Ontario’s chief electoral officer raises concerns about proposed MPP fundraiser ban
TORONTO – Ontario’s chief electoral officer is raising concerns about the Liberal government’s proposed ban on politicians attending fundraisers.
Greg Essensa said his office was not consulted on the government’s proposed rules before they were publicly announced last week, but it’s clear they will require a “significant amount of work” to administer.
And he hasn’t found any other jurisdictions whose examples he could follow.
“We have done a search and we are not aware of any other campaign finance regulator in North America having to administrate rules like these,” Essensa told a legislative committee considering an electoral reform bill.
The legislation was introduced amid criticism over fundraising events that saw cabinet ministers attend private, high-priced functions with stakeholders.
The bill would ban corporate and union donations, but under new Liberal amendments, any members of provincial parliament, party leaders, nomination contestants, candidates and leadership contestants would not be able to attend fundraisers.
That appears to be unique in North America, Essensa said, so his office will now expand its search to other Commonwealth countries for guidance.
“I have concerns about how these provisions will be administered,” he said.

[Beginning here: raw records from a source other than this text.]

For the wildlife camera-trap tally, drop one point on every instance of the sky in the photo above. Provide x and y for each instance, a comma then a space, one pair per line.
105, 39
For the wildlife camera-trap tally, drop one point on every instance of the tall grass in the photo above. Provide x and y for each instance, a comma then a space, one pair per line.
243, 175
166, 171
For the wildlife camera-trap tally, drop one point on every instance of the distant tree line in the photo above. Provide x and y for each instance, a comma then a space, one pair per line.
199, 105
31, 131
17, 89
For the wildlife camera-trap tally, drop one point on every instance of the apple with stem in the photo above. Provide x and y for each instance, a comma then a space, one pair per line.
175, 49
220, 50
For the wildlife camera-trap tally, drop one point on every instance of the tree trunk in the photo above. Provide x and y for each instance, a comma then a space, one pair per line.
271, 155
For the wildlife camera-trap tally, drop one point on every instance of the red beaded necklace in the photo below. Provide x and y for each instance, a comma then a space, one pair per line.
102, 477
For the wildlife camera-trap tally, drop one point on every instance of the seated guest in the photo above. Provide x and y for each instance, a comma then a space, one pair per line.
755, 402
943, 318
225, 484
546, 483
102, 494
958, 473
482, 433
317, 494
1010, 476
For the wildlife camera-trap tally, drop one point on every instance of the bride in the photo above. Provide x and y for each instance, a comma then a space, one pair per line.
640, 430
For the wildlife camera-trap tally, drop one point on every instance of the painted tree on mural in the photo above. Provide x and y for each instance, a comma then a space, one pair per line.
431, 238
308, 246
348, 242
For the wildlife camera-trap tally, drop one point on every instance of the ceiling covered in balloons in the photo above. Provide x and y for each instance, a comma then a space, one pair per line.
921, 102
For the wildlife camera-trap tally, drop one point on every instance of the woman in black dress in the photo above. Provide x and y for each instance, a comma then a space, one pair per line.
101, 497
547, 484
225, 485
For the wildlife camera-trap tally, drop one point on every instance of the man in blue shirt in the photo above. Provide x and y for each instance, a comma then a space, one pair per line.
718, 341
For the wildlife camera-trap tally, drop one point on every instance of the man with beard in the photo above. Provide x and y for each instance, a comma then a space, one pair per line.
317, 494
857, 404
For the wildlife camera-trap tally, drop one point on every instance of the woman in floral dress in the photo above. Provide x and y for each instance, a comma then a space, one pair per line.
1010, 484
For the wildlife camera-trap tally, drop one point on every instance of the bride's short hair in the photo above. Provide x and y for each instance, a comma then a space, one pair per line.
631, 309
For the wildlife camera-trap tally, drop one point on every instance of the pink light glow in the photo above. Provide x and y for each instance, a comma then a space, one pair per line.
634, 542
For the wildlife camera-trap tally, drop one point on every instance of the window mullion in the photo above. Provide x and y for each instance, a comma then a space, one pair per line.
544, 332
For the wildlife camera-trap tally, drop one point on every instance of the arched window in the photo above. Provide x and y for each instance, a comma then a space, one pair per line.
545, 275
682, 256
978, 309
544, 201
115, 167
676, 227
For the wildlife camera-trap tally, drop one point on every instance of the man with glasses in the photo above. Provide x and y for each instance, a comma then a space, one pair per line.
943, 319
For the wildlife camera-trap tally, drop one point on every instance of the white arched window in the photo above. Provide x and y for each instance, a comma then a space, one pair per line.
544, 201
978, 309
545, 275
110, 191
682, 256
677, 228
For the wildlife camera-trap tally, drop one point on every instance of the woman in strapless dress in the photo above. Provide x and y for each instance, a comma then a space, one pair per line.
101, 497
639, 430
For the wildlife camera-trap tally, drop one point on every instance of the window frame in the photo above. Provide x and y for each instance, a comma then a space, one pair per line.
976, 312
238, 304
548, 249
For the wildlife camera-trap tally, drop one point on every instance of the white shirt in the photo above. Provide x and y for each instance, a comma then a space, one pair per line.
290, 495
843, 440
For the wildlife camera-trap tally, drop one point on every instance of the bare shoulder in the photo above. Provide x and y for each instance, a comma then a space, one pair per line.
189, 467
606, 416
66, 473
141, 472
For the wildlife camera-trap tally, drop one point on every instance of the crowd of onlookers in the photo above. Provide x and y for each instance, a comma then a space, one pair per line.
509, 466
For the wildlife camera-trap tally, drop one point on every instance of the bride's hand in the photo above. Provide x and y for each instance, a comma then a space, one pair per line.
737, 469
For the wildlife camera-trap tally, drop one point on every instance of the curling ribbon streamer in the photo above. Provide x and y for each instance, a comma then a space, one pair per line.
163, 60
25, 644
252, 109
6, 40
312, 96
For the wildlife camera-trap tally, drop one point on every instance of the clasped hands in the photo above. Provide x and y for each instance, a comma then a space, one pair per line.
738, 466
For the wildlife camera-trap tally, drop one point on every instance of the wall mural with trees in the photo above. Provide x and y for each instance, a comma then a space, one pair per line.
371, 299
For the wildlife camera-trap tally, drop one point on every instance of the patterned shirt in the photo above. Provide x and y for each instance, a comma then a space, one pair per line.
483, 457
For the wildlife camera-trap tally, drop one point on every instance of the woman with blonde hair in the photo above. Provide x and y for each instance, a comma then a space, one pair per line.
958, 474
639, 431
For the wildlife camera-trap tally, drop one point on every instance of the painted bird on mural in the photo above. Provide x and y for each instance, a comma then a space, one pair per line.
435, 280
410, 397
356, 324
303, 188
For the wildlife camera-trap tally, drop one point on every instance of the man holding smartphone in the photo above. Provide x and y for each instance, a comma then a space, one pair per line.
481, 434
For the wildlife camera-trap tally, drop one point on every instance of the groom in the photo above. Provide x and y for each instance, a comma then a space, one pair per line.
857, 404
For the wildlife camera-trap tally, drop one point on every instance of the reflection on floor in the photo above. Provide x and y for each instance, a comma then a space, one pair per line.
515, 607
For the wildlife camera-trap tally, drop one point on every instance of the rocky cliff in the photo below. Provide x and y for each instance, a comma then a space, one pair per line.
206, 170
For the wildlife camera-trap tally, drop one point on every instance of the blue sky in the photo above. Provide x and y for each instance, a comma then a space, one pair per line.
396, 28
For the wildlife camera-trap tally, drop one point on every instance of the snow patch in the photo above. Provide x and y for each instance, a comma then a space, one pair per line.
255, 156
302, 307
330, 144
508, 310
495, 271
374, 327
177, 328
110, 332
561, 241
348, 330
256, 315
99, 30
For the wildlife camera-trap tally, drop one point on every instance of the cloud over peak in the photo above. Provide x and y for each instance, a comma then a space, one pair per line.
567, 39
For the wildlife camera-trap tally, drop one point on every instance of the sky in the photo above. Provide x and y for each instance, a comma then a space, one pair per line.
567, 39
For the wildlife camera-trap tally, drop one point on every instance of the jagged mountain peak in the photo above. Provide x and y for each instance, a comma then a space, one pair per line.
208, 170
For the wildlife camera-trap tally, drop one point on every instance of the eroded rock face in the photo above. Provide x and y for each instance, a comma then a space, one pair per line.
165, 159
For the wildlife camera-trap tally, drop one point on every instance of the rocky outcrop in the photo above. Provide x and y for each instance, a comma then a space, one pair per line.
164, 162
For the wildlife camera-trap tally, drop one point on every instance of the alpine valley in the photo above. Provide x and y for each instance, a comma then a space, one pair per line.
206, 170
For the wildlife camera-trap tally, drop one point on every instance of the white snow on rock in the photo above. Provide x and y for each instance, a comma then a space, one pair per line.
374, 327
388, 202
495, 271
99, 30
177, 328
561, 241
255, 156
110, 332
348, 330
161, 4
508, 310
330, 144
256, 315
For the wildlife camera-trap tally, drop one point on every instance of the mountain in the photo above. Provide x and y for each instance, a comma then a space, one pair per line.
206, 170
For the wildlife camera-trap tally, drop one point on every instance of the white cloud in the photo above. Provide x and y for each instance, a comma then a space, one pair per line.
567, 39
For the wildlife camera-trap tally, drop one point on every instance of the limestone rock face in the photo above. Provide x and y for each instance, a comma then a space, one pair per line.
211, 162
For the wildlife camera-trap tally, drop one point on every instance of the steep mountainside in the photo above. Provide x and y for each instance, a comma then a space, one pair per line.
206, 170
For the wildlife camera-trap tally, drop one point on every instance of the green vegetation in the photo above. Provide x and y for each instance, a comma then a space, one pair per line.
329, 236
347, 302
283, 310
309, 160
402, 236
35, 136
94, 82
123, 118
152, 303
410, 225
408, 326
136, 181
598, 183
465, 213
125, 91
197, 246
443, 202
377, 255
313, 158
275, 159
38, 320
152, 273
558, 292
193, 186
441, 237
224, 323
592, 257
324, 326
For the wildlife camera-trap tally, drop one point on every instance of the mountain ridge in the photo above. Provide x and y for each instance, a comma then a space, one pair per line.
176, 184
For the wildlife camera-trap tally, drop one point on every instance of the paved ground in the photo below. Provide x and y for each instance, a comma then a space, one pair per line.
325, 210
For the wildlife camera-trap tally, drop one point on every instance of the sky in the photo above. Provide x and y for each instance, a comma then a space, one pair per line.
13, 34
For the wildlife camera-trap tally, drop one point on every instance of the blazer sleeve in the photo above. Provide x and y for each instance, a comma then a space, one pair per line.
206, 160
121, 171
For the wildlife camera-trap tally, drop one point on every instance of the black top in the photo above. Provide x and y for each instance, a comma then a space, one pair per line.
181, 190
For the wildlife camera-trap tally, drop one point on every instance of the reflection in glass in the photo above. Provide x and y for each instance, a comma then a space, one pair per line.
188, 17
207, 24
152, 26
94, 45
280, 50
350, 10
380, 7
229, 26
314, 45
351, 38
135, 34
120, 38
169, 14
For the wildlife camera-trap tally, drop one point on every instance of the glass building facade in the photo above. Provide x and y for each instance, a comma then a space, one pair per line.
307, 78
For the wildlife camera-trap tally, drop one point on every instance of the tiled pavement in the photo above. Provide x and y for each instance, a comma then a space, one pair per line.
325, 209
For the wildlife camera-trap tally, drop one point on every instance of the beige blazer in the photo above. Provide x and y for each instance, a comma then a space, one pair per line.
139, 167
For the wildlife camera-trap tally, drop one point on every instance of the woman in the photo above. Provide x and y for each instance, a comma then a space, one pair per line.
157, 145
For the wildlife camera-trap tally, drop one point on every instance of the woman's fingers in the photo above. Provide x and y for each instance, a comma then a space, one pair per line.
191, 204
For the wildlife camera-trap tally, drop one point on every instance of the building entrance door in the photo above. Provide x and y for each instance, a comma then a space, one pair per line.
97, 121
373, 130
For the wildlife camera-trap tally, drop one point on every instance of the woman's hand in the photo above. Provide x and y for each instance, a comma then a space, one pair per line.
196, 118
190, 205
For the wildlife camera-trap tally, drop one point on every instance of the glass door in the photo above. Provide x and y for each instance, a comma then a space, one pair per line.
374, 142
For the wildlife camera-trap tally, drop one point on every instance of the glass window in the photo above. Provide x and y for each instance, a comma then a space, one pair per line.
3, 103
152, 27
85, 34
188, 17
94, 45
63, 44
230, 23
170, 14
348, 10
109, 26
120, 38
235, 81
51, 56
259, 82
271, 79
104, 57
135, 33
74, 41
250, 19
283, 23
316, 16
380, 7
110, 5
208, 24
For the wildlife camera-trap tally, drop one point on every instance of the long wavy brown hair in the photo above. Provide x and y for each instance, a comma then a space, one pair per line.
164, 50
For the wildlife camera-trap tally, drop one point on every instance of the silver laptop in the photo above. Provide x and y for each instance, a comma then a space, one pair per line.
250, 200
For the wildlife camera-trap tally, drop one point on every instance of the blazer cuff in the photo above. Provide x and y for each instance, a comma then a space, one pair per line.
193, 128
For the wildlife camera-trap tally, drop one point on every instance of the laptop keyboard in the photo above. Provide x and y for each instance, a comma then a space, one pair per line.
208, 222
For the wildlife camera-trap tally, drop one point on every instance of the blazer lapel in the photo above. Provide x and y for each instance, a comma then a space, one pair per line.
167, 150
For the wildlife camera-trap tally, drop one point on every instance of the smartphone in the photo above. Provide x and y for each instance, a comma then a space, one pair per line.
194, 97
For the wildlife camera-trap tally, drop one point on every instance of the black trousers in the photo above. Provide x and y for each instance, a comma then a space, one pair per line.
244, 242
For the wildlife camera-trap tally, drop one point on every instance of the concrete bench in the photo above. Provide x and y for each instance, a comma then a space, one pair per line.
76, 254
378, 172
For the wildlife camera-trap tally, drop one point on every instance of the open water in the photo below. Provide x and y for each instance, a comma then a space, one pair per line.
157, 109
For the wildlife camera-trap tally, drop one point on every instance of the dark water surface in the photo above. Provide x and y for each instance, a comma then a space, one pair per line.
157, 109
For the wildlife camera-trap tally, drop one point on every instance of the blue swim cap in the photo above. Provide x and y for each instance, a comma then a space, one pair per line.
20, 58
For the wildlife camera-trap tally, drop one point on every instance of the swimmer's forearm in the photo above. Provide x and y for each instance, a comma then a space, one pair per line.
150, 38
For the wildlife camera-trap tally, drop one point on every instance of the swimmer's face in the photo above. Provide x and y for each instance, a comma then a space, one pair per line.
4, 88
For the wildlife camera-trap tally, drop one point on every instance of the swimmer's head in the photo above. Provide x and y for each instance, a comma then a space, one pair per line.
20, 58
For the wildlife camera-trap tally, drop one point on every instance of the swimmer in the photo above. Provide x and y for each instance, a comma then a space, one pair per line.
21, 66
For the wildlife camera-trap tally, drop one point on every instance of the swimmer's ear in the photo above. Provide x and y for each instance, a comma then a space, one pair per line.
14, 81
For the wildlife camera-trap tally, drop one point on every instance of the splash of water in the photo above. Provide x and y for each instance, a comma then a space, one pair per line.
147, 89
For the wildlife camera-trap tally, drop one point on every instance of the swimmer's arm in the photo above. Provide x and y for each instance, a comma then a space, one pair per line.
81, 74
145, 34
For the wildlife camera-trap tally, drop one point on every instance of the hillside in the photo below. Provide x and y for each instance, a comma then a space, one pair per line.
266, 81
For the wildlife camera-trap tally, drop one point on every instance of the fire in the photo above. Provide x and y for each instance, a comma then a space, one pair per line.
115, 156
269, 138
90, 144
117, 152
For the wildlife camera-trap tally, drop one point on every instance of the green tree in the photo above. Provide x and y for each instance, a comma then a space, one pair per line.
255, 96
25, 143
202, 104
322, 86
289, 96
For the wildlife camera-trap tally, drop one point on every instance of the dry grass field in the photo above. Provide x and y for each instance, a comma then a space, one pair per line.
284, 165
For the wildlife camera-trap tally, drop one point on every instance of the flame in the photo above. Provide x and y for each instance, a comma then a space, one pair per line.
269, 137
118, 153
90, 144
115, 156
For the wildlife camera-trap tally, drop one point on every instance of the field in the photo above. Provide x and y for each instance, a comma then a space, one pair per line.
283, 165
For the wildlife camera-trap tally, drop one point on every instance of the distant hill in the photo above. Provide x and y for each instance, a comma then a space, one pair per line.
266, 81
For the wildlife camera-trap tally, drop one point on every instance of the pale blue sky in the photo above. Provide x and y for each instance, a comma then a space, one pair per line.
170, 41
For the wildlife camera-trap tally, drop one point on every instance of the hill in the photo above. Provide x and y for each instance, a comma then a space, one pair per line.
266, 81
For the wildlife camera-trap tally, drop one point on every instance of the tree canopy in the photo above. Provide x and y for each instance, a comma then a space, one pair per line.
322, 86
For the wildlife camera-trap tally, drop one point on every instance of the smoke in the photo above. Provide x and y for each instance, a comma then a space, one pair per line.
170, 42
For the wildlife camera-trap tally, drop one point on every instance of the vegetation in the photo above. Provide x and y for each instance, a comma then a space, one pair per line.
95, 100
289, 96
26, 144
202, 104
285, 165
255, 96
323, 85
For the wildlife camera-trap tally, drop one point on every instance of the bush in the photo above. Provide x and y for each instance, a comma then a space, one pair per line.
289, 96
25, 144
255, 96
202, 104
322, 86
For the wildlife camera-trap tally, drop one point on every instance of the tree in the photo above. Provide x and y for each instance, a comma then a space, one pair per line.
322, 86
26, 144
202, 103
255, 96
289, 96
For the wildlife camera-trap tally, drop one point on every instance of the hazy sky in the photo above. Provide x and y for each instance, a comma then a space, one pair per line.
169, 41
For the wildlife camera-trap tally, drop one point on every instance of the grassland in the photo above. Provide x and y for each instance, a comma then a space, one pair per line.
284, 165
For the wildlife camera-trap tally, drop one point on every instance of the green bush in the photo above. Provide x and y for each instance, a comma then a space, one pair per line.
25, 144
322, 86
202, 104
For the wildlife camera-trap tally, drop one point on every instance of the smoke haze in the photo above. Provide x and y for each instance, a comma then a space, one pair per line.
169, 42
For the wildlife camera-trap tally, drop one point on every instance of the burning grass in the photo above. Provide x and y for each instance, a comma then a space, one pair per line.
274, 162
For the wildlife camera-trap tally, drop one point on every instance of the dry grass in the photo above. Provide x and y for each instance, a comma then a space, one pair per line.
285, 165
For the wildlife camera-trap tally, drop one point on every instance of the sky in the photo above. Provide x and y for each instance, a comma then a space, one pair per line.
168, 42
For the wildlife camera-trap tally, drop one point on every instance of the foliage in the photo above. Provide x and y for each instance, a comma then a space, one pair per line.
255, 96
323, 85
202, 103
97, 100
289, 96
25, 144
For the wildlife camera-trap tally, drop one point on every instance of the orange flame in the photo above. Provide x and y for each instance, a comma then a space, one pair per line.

Essensa also told the committee that the bill puts “onerous” regulations on people looking to get into politics by seeking party nominations.
“If someone decides that they wish to be a nominee in a particular riding across the province and they do just the simple act of getting a domain name…the sheer act of doing that now creates a burden on them that is fairly substantive,” Essensa said.
“They need to have a CFO, they need to have an auditor, they have to register with my office immediately, they have financial filing requirements that they must adhere to – whether or not they do anything else past just registering that website name. I think that’s a high standard, to be perfectly honest.”